Während im brasilianischen Amazonasgebiet der Rio Negro Höchststände aufwies und die Region mit Hochwasser konfrontiert war, fehlt im Zentrum und Süden des Landes das Wasser. Das hängt mit den Auswirkungen des Klimawandels zusammen, analysierte das Instituto Socioambiental. Das Bergbau- und Energieministerium spricht von der schlimmsten Dürre seit 91 Jahren.
Die Folgen sind fatal. Besonders betroffen sind die landwirtschaftlichen Zentren in den Bundesstaaten Sao Paulo und Mato Grosso do Sul. Hier brachte die Regenzeit von November bis März die geringsten Niederschlagsmengen seit 20 Jahren.
Nächte ohne Wasser
Die Landwirtschaft macht in Brasilien 30 Prozent des Bruttoinlandsprodukts (BIP) aus. Der brasilianische Ökologe der Universität von Brasilia, Jose Francisco Golcalves, sagte gegenüber der „Financial Times“ („FT“), dass die Dürre „die Inflation und die Rohstoffe auf globaler Ebene anheizen und das brasilianische BIP senken wird“. Das habe direkte Auswirkungen.
Aber auch Städte wie Sao Paulo sind von der Wasserknappheit betroffen. Das Cantareira-Stauseesystem etwa versorgt hier mehr als sieben Millionen Menschen. Dessen Wasserstand beträgt heuer nur noch ein Zehntel seiner Kapazität. Einige Bewohner und Bewohnerinnen haben nicht mehr nur nachts kein Wasser, immer wieder wird es auch tagsüber abgeschaltet.
Strom teurer und knapp
Da Wasserkraft etwa 65 Prozent des brasilianischen Stroms ausmacht, wirkt sich die Dürre auch auf die Stromproduktion aus. Durch den notwendigen Umstieg auf Alternativen steigen die Strompreise. Mit der Aktivierung von thermoelektrischen Anlagen erhöhen sich die Treibhausgasemissionen, sagte Marcelo Laterman von Greenpeace gegenüber der „FT“. Schon jetzt gab die brasilianische Regierung Warnungen vor möglichen Stromausfällen heraus. Das Energieministerium diskutiere mit Großverbrauchern und Industrie über Energierationierung für die Zeiten von größerem Energiebedarf.
Baldige Besserung der Situation ist nicht zu erwarten. Schon Anfang Juni erklärte die nationale Wasserbehörde (ANA)die Situation in rund einem halben Dutzend brasilianischer Bundesstaaten entlang des Parana-Flusses bis Ende November für kritisch.
Zusammenhang mit Abholzung möglich
Die Dürre stehe „in direktem Zusammenhang“ mit der Abholzung im Amazonasgebiet, ist Laterman überzeugt. Das Wasserrecyclingsystem des Regenwaldes spiele eine wichtige Rolle bei der Verteilung der Regenfälle in ganz Südamerika. Daten des Nationalen Instituts für Weltraumforschung (INPE), das Satellitenbilder auswertet, zeigen zwar, dass es Anfang des Jahres einen Rückgang bei der Abholzung gab. Der Trend der Jahre davor wies aber in eine andere Richtung.

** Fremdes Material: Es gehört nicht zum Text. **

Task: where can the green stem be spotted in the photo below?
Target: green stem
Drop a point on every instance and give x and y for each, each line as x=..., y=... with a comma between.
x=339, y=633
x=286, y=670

Laut WWF nahm die Abholzung des Amazonas während der Pandemie dramatisch zu. So zeigen die Daten der Langzeitauswertung von INPE zwischen August 2019 und Juli 2020 einen Anstieg der Abholzung um 9,5 Prozent im Vergleich zum Vorjahreszeitraum. Die Abholzung stieg auf 11.088 Quadratkilometer. Das entspricht 1,58 Millionen Fußballfeldern und ist der höchste Wert seit 2008. Ein großer Teil dieser Fläche wird für den Anbau von Soja verwendet, das neben Asien auch in die EU importiert wird.
Unmut über Bolsonaro
Der Unmut gegenüber der Politik von Präsident Jair Bolsonaro steigt. Bei den Protesten mit Zehntausenden Teilnehmern und Teilnehmerinnen am Samstag in rund 20 Städten in Brasilien wurde nicht nur dessen Umgang mit der Pandemie angesichts von über 500.000 CoV-Toten kritisiert. Zu sehen waren auch Transparente mit „Regierung des Hungers und der Arbeitslosigkeit“.

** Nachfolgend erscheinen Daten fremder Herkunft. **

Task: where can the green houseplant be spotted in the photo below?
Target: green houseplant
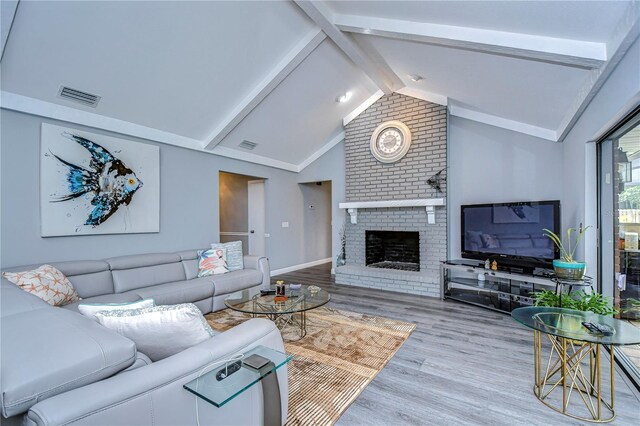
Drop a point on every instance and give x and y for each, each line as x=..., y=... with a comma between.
x=578, y=300
x=567, y=267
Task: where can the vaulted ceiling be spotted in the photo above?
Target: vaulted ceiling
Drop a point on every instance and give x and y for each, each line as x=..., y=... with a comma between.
x=210, y=75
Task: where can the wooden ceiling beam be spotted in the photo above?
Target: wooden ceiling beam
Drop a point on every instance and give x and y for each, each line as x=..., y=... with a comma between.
x=383, y=77
x=575, y=53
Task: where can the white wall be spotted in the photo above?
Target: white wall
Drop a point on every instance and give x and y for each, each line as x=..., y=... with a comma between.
x=579, y=177
x=488, y=164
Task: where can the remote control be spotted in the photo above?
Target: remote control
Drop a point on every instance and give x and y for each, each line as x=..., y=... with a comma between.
x=598, y=328
x=225, y=372
x=591, y=327
x=605, y=329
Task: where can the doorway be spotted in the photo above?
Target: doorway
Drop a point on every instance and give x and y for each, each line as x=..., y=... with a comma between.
x=619, y=227
x=242, y=201
x=316, y=218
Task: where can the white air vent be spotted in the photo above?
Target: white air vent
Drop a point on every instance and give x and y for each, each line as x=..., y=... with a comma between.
x=247, y=145
x=78, y=96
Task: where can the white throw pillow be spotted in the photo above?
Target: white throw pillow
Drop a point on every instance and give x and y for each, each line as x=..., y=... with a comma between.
x=235, y=258
x=161, y=331
x=91, y=309
x=212, y=262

Laut Angaben des brasilianischen Forschungsnetzwerks für Lebensmittel- und Ernährungssouveränität hat weniger als die Hälfte der brasilianischen Bevölkerung Zugang zu angemessener Nahrung. Neun Prozent der Brasilianer und Brasilianerinnen, etwa 19 Millionen Menschen, leiden an Hunger.